In conclusion, we remind the reader that the impact of confining data collection to metadata on the breach of personal privacy might be underestimated. Considering massive metadata collection and analysis for counterterrorism, personal details about many individuals occurring in the dataset can be revealed using machine learning, as has been shown in the past decade by several studies. We advise policymakers and other relevant stakeholders to consider the actual costs in terms of privacy that such methods, even when confined to metadata analysis, will likely entail; a problem that is likely only to get worse.

Conclusion

When using a data set with a sufficient number of labelled cases, machine learning is able to assist law enforcement in detecting localised criminality, thus answering the question where and when crimes will be committed. However, when answering questions about who will commit a crime, in particular a terror attack, the features of datasets increase and data points are more distinct, leading to machine learning algorithms that are potentially less accurate. Well-known machine learning problems of class imbalance, the curse of dimensionality and spurious correlations lead us to believe there will be inaccuracies due to over- or underfitting.
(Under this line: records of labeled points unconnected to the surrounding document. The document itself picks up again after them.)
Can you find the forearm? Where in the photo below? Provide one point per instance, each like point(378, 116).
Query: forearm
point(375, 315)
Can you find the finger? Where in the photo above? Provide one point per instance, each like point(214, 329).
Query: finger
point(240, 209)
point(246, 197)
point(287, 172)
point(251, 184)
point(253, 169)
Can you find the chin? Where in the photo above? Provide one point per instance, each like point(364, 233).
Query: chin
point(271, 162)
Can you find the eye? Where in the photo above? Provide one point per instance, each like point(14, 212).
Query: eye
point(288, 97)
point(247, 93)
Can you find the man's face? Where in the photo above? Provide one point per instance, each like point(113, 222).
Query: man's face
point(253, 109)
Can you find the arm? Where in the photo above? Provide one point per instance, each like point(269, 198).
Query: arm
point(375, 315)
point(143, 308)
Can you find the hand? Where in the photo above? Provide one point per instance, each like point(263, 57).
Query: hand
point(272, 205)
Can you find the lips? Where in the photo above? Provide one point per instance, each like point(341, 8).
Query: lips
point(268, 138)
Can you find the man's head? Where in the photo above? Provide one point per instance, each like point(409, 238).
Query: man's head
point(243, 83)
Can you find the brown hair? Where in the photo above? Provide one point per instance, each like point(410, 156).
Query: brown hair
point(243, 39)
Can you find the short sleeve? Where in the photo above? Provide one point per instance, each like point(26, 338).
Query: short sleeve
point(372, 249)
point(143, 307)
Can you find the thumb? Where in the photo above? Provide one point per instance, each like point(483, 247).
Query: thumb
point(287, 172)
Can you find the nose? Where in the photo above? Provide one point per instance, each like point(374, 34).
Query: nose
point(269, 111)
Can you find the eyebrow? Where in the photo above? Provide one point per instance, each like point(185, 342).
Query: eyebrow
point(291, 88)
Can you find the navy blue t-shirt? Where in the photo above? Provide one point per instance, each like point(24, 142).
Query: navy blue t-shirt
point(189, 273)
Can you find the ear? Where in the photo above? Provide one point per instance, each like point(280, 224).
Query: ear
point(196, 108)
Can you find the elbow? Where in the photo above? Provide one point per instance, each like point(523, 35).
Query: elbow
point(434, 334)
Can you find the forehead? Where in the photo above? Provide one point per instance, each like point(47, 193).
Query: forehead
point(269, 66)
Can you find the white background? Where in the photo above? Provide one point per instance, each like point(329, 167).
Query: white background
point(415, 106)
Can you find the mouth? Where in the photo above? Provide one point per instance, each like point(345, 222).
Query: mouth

Consequently, the number of false positives and false negatives is expected to be very high when using these algorithms in enforcing national security, and general a priori uncertainty estimates of machine learning algorithms for the full population rather than the training set are currently missing.

Furthermore, the use of metadata instead of data does not necessarily decrease the breaches of an individual’s privacy. Using studies from literature from the past decade, which all focussed on de-anonymisation of datasets on phone records, credit card data, cell phone locations and movie ratings, a careful evaluation of the actual anonymity of the available data is needed. In addition, the definition of metadata varies between systems, which means that metadata in one system is considered data in others. Due to this, it is important to carefully define the types of data intelligence agencies and third-parties are allowed to collect and share.

We urge policymakers charged with evaluating the privacy-security dilemma to keep in mind the limitations of machine learning applied to mass-surveillance in the context of counterterrorism. With the increasing performance and accuracy of machine learning algorithms, we think that these techniques can assist law enforcement in finding patterns in properly fitted data sets, but at the same time they are far more intrusive. Considering the extreme sparsity of terror attacks and their versatility in planning and execution, we think that even with continuous progress in machine learning, training of the mass surveillance algorithms will be a challenge that should be evaluated carefully in the coming years against the consequences of big inaccuracies, and hence their effectiveness. Despite the fact that inaccuracies in current machine learning methods might entail opportunity costs related to human supervision, current technological hype might lead to over-adoption and consequent suboptimal resource allocation.